En se basant sur différents travaux de recherches consultés sur la thématique, sur différentes observations et interventions réalisées dans la région Métropolitaine de Port-au-Prince, nous avons pu, dans un premier temps, comprendre qu’une grande partie de la population, même quand elle se trouve au niveau de l’espace Métropolitain de Port-au-Prince, n’a pas l’accès à un ensemble de services sociaux de base dans son environnement. Par ailleurs, l’accès à l’eau reste, au niveau de ces communautés, l’un des plus graves problèmes auxquels les personnes sont confrontées. Pour en avoir accès, les gens doivent de déplacer sur de longues distances et dans de très mauvaises conditions de déplacement. Toute cette situation attire notre attention en tant que chercheur. Cela nous pousse à nous engager dans un processus de compréhension en profondeur de la situation afin d’arriver à dégager une alternative dans le domaine de l’aménagement du territoire du pays, non seulement pour le bien-être de tous les citoyens haïtiens, mais aussi pour celui des citoyens du monde entier.
Frantzso ALEXANDRE
Travailleur Social et Éducateur
[1] Samuel Pierre dans son article « Haïti et Perspectives », Volume 2, Numéro 2, publié en été 2013.

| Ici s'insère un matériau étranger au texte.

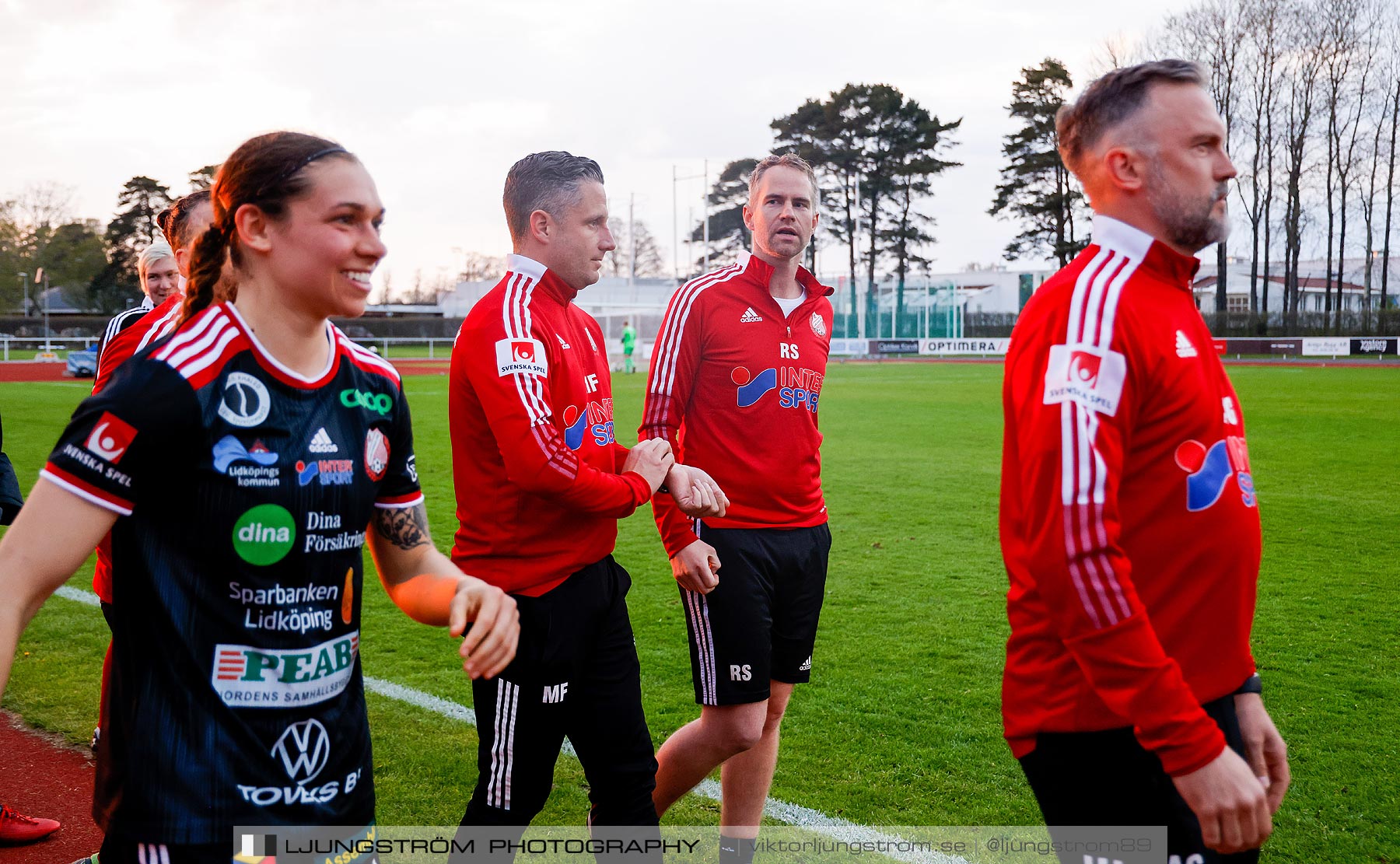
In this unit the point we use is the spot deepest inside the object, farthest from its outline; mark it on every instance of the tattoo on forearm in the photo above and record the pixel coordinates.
(405, 528)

[2] VERDEIL, Véronique (1999). « De l’eau pour les pauvres à Port-au-Prince, Haïti », Mappemonde, Vol. 55, no 3.
[3] GERARD, Sounia ; VINCENT, Dussaux (2009). Eau et assainissement en Haïti : reforme sectorielle et développement de la coopération décentralisée et non gouvernementale, rapport de la rencontre du conseil régional Ile de France et DINEPA.